Quando se realizou a I Mostra Paulista de Grafite, o uso da palavra na grafia portuguesa
provocou uma reação imediata, que quase fez com que certos grupos da primeira geração se
retirassem da exposição16. Criticava-se o abrasileiramento da palavra, argumentando-se que
grafite designava a mina da lapiseira e não o movimento. Além disso, o uso da palavra graffiti
era valorizado pelo grupo que estava mais próximo a uma aceitação pelo mercado de arte em
São Paulo. Verificou-se também que muitos faziam a maior confusão ao escrever a palavra em
língua estrangeira, aparecendo as variantes graffite e grafiti.
No final da década de 80, com o declínio do grafite plástico e da livre figuração, com o
movimento do hip hop ganhando força e com a difusão dos vídeo-clipes, muitas gangues
usavam a palavra no feminino "a grafite". O hip hop também adotou palavras inglesas para
designar seu movimento, chamando-o de "street art" ou "stencil art", mas era comum ver
muitos erros de grafia na escrita de formas adaptadas17. Com a popularização do movimento,
os próprios grafiteiros, sobretudo os da terceira geração, passaram a utilizar a palavra
abrasileirada.
A mudança na denominação foi acompanhada também pela mudança no público que interagia
com o grafite. O graffiti tinha um público composto de artistas plásticos, músicos, pessoas
ligadas ao teatro e jornalistas, com uma forte aceitação junto à classe média e entre os
universitários.
Freqüentemente havia graffitis decorando paredes de centros acadêmicos, ajudando a
divulgar peças de teatro e bandas de música jovem. O graffiti desempenhava um papel de
mídia alternativa e atingia o público como um movimento alternativo, especialmente com a
livre figuração. A palavra utilizada na forma inglesa enfatizava o lado artístico do movimento,
valorizando suas origens e relações com outras manifestações plásticas. A absorção pelo
mercado de arte e pela mídia necessitavam legitimar o papel do grafiteiro equiparando-o ao
movimento europeu e norte-americano, dando-lhe credibilidade e criando um modismo. Este
fator possibilitou um valioso passaporte para muitos jovens da classe média brasileira que
ingressaram desta forma no fechado circuito das artes plásticas.

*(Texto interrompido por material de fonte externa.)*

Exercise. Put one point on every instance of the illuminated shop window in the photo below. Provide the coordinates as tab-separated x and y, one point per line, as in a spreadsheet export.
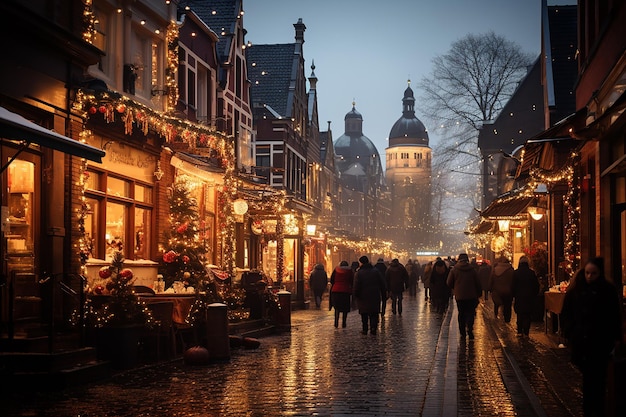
119	218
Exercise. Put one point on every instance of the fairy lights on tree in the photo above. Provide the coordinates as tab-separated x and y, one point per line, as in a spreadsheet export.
183	250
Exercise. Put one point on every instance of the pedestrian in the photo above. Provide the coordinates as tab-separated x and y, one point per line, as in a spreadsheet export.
341	280
463	280
484	276
369	290
439	291
382	268
425	276
525	290
318	282
355	267
397	279
501	286
591	321
412	284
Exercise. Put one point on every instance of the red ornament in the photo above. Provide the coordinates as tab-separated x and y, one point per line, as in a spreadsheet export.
170	257
126	273
182	228
105	272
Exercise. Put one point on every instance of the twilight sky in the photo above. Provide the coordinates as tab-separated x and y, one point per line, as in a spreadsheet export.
366	51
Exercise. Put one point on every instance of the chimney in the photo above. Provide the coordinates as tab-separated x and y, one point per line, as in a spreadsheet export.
300	28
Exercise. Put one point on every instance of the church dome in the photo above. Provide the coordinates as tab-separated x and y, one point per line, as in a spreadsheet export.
408	129
357	158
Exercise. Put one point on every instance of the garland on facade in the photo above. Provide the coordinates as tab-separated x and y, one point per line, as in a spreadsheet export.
89	23
571	247
171	38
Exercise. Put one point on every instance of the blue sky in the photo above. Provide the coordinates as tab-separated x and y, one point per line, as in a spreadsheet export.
366	51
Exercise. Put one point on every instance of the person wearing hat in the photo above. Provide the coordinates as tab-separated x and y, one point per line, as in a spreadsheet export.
525	290
397	279
369	290
318	281
463	280
382	268
341	280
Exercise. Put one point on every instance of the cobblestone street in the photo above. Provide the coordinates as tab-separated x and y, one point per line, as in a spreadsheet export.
408	369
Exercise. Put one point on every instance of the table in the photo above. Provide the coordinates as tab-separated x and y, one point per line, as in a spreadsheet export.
182	304
554	304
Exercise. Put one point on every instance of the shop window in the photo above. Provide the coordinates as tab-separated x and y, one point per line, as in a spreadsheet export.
118	187
143	193
118	219
19	216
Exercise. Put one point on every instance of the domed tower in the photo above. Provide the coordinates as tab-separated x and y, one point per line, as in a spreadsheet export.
408	176
358	160
362	179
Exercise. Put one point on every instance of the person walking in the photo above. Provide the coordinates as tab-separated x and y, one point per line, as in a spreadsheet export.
341	280
439	291
369	290
425	277
525	290
397	279
463	280
591	321
382	268
484	276
412	283
501	285
318	282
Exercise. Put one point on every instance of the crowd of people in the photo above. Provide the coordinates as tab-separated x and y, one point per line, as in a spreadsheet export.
591	316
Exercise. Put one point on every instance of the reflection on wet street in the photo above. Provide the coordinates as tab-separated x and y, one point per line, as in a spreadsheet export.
415	366
315	369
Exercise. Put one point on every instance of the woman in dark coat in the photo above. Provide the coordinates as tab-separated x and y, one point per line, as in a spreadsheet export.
318	281
591	320
369	290
439	290
341	280
501	284
525	289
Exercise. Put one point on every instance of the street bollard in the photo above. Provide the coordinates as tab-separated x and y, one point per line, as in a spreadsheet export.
283	315
218	343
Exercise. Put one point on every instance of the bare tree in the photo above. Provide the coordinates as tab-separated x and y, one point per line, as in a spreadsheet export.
468	86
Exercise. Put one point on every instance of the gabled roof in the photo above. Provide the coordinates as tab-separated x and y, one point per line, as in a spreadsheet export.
560	45
271	70
221	16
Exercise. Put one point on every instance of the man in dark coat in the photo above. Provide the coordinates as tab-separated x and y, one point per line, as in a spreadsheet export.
525	290
591	320
463	280
369	290
318	282
397	279
382	268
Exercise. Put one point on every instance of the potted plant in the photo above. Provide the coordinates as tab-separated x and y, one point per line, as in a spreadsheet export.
115	315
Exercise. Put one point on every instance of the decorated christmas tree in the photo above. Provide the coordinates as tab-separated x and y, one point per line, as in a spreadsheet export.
183	249
122	306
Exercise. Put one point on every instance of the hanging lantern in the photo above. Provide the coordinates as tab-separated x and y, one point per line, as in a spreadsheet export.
240	207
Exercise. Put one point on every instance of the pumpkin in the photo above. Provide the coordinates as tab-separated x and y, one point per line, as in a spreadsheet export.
251	343
196	356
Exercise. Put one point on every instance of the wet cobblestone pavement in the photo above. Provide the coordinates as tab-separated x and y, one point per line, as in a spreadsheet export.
415	365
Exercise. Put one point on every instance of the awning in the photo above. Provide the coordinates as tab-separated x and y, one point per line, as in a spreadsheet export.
14	126
507	208
483	227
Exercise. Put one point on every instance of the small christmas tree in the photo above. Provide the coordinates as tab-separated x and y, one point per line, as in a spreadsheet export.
183	250
122	307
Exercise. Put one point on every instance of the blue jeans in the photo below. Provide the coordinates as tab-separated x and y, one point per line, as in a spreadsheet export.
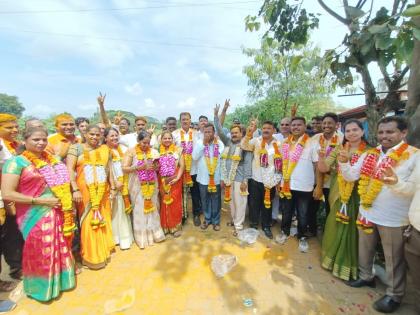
211	203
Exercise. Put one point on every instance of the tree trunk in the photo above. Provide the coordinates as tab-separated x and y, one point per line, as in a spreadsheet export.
412	111
372	103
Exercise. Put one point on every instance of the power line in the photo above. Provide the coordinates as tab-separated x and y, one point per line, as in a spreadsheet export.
139	41
89	10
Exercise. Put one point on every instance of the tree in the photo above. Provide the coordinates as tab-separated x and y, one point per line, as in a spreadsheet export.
11	105
279	79
413	109
383	38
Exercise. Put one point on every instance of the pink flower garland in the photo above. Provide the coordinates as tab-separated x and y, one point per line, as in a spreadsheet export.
145	175
167	165
55	175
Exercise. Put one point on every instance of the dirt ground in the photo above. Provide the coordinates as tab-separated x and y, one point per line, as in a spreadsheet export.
175	277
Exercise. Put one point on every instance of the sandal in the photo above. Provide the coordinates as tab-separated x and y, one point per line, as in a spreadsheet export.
7	286
204	225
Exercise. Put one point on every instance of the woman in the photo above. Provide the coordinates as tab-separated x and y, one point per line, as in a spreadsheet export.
141	163
121	206
89	165
39	185
171	168
339	245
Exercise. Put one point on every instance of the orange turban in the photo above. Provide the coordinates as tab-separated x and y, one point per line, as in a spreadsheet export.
62	117
7	118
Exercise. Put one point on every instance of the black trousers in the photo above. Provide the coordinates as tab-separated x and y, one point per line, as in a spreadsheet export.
11	243
256	205
195	196
300	201
314	209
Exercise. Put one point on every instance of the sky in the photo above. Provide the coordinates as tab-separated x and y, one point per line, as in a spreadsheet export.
154	58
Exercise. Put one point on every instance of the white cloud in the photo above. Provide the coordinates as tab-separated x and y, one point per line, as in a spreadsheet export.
133	89
149	103
204	76
187	103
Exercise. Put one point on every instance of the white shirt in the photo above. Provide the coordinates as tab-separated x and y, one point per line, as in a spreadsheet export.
196	136
130	140
303	176
254	145
388	209
202	170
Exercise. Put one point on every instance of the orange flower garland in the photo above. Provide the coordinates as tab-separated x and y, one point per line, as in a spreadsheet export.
370	184
290	159
96	179
345	188
187	147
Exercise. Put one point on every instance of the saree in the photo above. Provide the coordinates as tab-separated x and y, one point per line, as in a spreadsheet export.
339	252
146	226
47	262
96	243
121	222
171	214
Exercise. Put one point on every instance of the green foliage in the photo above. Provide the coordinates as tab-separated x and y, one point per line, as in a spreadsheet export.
11	105
288	24
278	80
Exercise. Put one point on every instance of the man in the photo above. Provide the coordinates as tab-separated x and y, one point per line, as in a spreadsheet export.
130	140
284	127
33	123
299	162
82	123
171	124
265	175
207	153
186	138
316	124
326	141
123	126
383	214
412	233
236	171
11	240
59	143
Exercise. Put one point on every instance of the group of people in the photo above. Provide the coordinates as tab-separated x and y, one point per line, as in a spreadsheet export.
74	198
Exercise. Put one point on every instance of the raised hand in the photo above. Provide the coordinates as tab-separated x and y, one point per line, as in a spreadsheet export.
226	105
152	128
389	177
101	99
252	127
344	153
293	110
216	110
117	118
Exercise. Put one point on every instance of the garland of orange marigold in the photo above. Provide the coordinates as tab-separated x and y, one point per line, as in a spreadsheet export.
187	148
57	178
122	178
96	179
370	184
290	159
345	188
147	179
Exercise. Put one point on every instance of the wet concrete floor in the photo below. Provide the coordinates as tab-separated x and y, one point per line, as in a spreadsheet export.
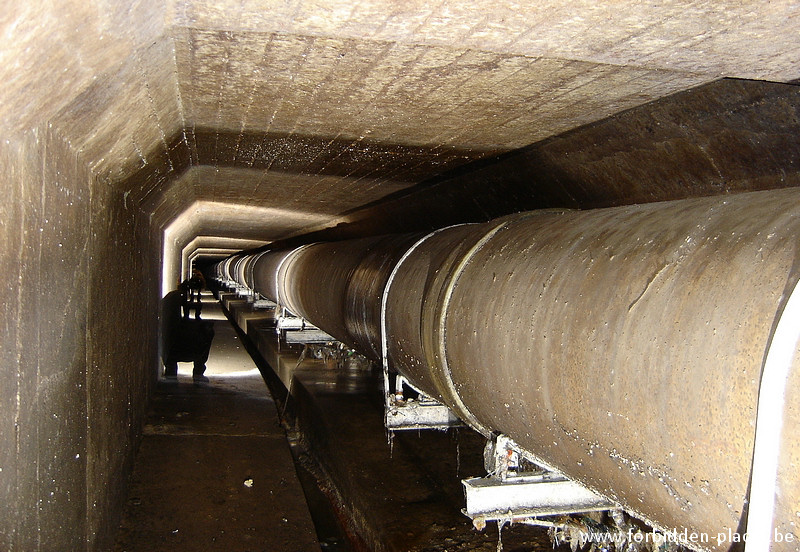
403	495
214	470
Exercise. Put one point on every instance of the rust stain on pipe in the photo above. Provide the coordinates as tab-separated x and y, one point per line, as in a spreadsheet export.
623	346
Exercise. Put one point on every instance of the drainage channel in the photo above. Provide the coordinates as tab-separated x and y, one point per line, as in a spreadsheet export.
365	492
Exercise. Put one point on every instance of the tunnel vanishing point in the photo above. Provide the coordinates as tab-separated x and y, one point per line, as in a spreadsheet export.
655	146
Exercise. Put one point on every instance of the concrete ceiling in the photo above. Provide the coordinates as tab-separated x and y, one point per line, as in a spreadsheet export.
280	117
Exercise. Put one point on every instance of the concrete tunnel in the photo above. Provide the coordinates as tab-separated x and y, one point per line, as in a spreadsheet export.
143	136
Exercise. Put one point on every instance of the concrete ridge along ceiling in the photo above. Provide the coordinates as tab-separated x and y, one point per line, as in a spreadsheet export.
325	106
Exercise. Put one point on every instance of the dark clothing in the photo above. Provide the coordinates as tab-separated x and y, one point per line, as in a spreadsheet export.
183	340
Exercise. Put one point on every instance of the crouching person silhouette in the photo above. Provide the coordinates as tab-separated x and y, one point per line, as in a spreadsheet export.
183	339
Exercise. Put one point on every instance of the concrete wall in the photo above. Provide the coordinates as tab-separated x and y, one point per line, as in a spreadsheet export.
77	309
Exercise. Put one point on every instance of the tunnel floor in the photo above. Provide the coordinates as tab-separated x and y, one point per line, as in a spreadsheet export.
215	470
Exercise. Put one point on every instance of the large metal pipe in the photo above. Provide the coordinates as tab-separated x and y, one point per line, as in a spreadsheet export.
622	346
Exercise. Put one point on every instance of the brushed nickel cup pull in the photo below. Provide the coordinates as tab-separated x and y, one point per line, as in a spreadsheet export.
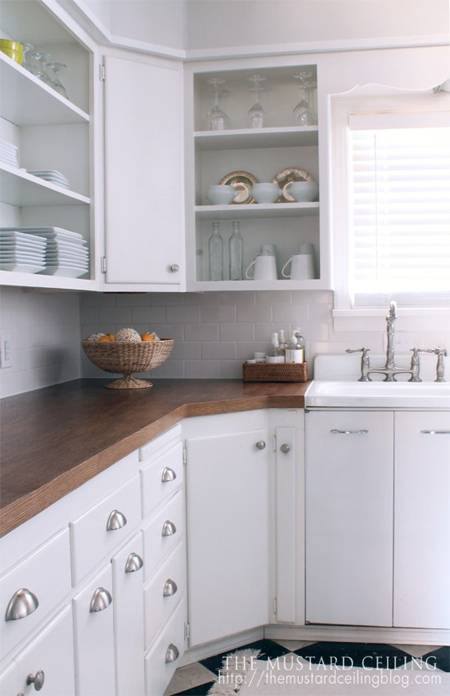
170	588
38	680
101	599
116	520
168	475
134	563
22	604
172	654
169	529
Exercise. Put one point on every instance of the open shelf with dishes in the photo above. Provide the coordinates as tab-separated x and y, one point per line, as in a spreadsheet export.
281	150
46	149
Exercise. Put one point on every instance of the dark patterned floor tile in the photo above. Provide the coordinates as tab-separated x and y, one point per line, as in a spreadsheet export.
267	648
439	658
196	690
369	655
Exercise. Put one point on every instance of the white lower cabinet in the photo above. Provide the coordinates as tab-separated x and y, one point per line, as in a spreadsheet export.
422	520
228	510
94	637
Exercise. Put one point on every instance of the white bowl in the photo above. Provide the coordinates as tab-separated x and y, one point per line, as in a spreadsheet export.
221	194
304	191
266	192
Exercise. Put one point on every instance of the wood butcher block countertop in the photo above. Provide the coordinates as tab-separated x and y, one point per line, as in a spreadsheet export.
55	439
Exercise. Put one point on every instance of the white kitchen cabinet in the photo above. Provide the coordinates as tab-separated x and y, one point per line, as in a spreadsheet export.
422	520
144	247
228	510
349	517
51	132
94	637
261	152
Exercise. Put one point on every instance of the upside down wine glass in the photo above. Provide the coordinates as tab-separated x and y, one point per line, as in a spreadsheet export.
303	112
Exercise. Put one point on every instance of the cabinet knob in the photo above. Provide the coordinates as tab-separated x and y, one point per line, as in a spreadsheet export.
22	604
101	599
168	475
169	529
38	680
116	520
172	654
134	563
170	588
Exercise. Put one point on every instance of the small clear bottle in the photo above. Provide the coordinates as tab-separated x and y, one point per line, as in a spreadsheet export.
215	245
236	253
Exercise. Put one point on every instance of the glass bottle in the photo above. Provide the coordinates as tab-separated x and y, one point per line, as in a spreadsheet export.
236	253
215	254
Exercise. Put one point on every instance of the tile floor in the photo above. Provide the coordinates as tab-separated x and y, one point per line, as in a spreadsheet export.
197	679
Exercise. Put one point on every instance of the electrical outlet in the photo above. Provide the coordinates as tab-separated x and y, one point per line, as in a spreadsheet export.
5	350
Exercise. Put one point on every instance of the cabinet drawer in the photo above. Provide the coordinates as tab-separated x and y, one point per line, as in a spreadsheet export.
45	574
161	478
166	653
163	532
163	592
104	527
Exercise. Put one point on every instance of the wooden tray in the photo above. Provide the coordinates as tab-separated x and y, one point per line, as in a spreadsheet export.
273	372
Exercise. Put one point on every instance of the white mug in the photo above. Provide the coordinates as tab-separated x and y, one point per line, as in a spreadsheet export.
265	268
302	267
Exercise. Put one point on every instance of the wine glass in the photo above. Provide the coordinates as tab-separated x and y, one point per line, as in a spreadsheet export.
255	114
217	117
303	112
56	83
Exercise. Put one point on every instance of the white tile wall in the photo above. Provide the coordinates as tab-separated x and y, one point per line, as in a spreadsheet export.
45	339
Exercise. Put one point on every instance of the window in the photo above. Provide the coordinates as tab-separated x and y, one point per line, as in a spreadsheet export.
391	203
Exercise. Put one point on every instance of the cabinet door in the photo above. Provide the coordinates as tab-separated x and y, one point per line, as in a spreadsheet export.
128	611
228	533
94	637
422	520
349	518
144	172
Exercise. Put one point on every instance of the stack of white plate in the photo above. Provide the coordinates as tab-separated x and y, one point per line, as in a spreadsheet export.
21	252
66	253
50	175
8	153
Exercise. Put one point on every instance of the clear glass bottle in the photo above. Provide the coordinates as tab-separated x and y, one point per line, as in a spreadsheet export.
236	253
215	254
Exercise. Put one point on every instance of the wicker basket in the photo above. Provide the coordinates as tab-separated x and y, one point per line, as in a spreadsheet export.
126	357
275	372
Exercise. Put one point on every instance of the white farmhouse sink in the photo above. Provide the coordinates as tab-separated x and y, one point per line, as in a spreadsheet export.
354	394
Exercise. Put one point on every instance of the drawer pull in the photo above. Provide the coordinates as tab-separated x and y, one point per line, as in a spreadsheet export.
170	588
22	604
172	654
38	680
435	432
101	599
168	529
116	520
349	432
134	563
168	475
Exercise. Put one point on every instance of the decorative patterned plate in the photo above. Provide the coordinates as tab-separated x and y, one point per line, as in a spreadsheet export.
242	183
287	176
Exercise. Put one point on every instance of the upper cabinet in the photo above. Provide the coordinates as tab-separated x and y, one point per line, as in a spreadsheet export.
144	231
47	179
248	121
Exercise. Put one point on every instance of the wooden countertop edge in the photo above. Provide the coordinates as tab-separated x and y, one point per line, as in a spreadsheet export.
31	504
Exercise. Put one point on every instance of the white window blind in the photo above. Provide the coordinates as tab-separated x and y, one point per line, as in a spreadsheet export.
399	212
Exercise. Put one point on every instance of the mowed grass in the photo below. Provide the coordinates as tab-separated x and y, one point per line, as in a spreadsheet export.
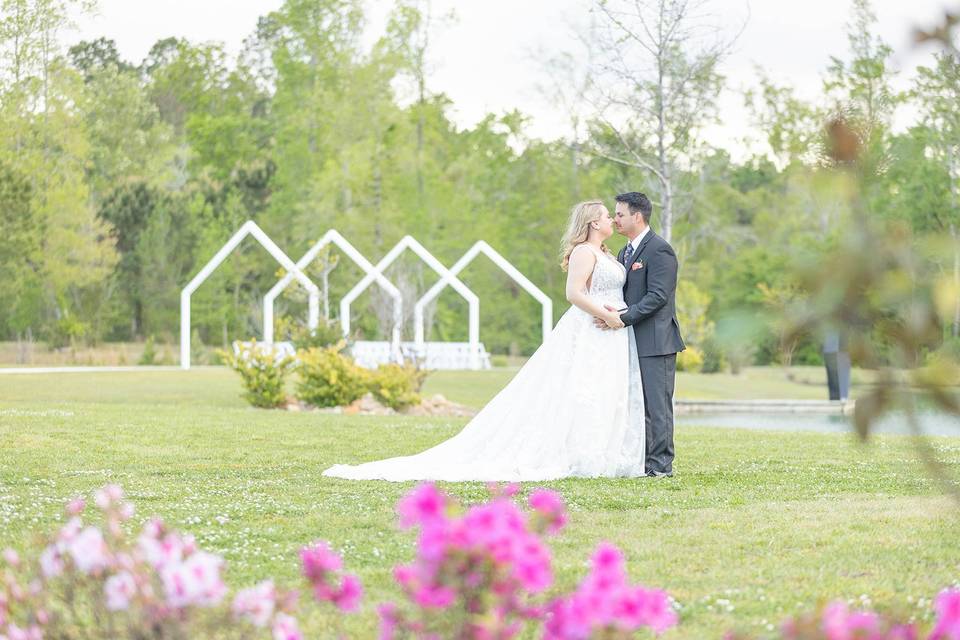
755	526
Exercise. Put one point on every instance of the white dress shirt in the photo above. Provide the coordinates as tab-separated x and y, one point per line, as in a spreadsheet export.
633	244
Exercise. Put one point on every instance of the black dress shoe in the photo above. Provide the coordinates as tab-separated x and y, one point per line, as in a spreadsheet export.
659	474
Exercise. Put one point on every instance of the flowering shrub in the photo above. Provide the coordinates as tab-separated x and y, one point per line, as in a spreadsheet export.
95	581
480	573
263	372
837	622
397	386
329	378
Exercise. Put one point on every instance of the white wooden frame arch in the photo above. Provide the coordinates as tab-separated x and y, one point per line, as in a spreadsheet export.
249	228
409	242
334	237
482	247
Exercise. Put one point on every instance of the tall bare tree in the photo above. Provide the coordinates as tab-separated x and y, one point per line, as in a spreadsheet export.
656	85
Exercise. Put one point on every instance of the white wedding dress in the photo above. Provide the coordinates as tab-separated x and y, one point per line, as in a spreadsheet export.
575	409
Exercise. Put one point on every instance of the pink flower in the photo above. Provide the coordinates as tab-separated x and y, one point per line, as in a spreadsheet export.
317	560
196	581
51	562
256	604
160	552
119	590
839	623
70	530
351	592
608	560
11	557
285	628
108	496
435	597
424	505
89	551
947	606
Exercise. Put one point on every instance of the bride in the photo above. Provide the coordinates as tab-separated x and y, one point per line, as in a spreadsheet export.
575	409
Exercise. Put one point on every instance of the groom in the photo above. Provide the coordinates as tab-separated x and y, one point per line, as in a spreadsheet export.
650	292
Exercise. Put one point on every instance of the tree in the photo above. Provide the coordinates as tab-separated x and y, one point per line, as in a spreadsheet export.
657	84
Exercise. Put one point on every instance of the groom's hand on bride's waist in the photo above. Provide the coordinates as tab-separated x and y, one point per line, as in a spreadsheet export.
614	323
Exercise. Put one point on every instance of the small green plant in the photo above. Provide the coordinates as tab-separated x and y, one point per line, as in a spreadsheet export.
690	360
397	386
714	360
149	355
263	372
329	378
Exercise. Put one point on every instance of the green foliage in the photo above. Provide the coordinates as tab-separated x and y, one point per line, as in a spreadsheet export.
690	360
329	378
263	373
67	332
397	386
714	360
149	355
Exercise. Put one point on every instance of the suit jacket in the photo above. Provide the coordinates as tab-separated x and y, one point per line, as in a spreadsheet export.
650	294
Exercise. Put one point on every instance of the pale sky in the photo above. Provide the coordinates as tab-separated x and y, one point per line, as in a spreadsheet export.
486	60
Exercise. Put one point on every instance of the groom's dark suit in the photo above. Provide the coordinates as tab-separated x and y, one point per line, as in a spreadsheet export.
650	292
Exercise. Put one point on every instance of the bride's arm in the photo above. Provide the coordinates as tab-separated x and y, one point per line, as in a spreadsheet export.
578	272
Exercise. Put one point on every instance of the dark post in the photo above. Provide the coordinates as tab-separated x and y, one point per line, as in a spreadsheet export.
837	361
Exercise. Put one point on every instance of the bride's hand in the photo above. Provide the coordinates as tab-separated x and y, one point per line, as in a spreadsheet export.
612	318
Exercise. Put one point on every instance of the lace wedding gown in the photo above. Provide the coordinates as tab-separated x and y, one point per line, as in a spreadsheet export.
574	409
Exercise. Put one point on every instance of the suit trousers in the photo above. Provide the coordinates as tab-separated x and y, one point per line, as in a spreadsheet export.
659	374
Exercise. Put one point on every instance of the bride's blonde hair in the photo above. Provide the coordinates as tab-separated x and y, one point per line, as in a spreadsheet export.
578	229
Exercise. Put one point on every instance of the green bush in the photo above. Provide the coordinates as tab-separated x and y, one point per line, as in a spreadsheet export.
328	378
713	359
149	355
397	386
263	373
690	360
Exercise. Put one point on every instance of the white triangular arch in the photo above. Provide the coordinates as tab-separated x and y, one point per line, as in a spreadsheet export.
249	228
409	242
334	237
482	247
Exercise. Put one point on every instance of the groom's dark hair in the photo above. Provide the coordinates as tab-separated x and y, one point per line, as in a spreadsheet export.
637	203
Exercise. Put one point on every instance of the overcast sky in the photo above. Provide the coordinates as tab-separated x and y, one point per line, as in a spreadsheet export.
486	61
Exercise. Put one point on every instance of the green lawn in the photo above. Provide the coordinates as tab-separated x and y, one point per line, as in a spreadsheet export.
755	526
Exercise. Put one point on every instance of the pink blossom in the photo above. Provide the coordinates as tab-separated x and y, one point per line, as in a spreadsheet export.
256	604
424	505
160	552
839	623
196	581
70	530
317	560
285	628
947	606
119	590
89	551
51	562
350	593
435	597
11	557
107	496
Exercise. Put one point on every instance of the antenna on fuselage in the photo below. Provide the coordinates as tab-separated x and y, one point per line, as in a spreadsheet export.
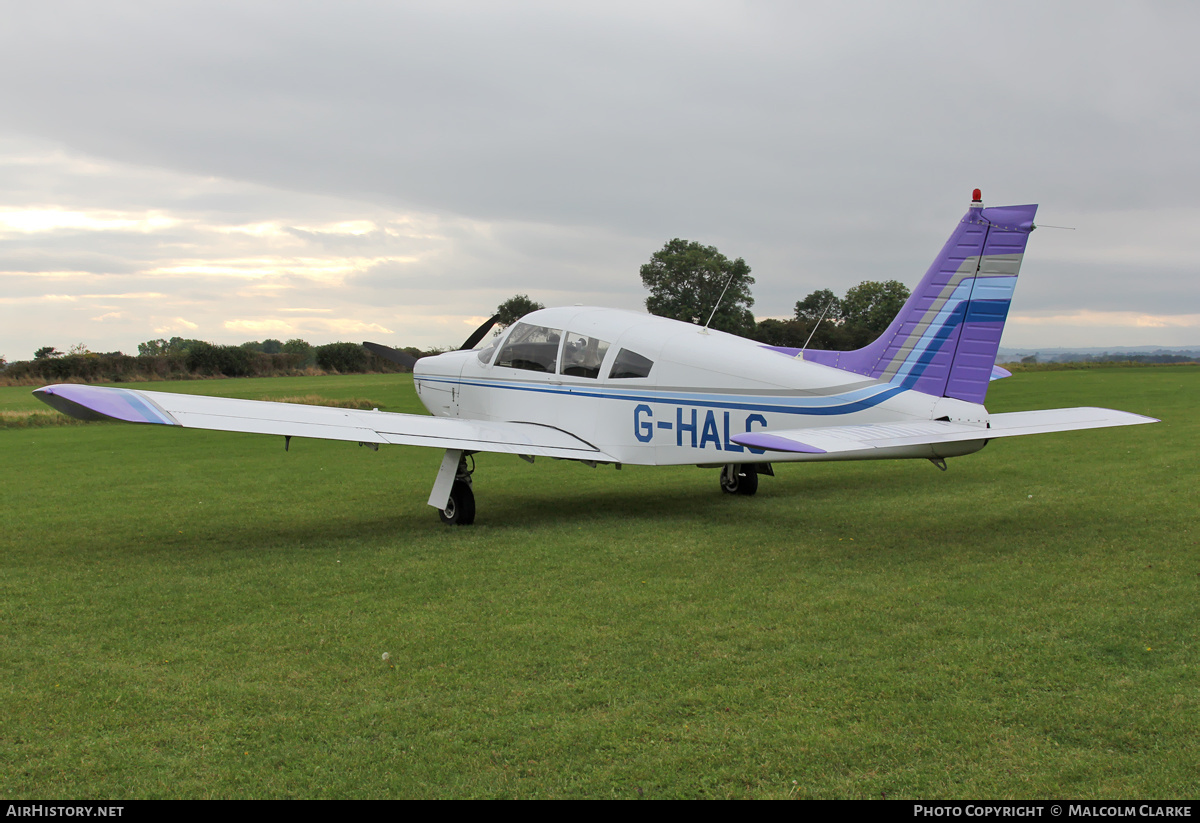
705	330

O grafite constituiu uma forma mais popular do graffiti e segmentou-se depois da difusão
entre os grupos de skatistas, de break music, rappers e hip hop. Os grafiteiros da segunda
geração ficaram distantes dos conteúdos e da vida cultural dos anos 70. A competição, a crise
econômica, os planos econômicos tornaram a vida dos jovens mais difícil obrigando muitos a
terem empregos temporários para custear os estudos ou a própria sobrevivência. O meio
artístico foi obrigado a ver na propaganda, na televisão, no rádio e nas casas de cultura uma
saída para sua sobrevivência econômica.
Desta maneira o grafite encontrou um novo público, junto aos comerciantes e produtores
ligados diretamente à televisão, concentrando-se nos bairros populares. O grafite passou a ser
feito nas portas das lojas e oficinas e ainda podia ser feito em roupas e camisetas da moda
destes grupos.
A pichação, por sua vez, ficava restrita ao público da periferia, aos office boys, escriturários,
desempregados, bandas e turmas de bairros periféricos e das cidades operárias, que
encontrava nos bailes de funk, rap, lambada, forró, nos bingos e nas danceterias uma diversão
e uma forma de identificação grupal. Nestes locais a disputa entre os grafiteiros pela atenção,
pelo destaque se fazia através da força física, da roupa, e da propaganda de seus feitos.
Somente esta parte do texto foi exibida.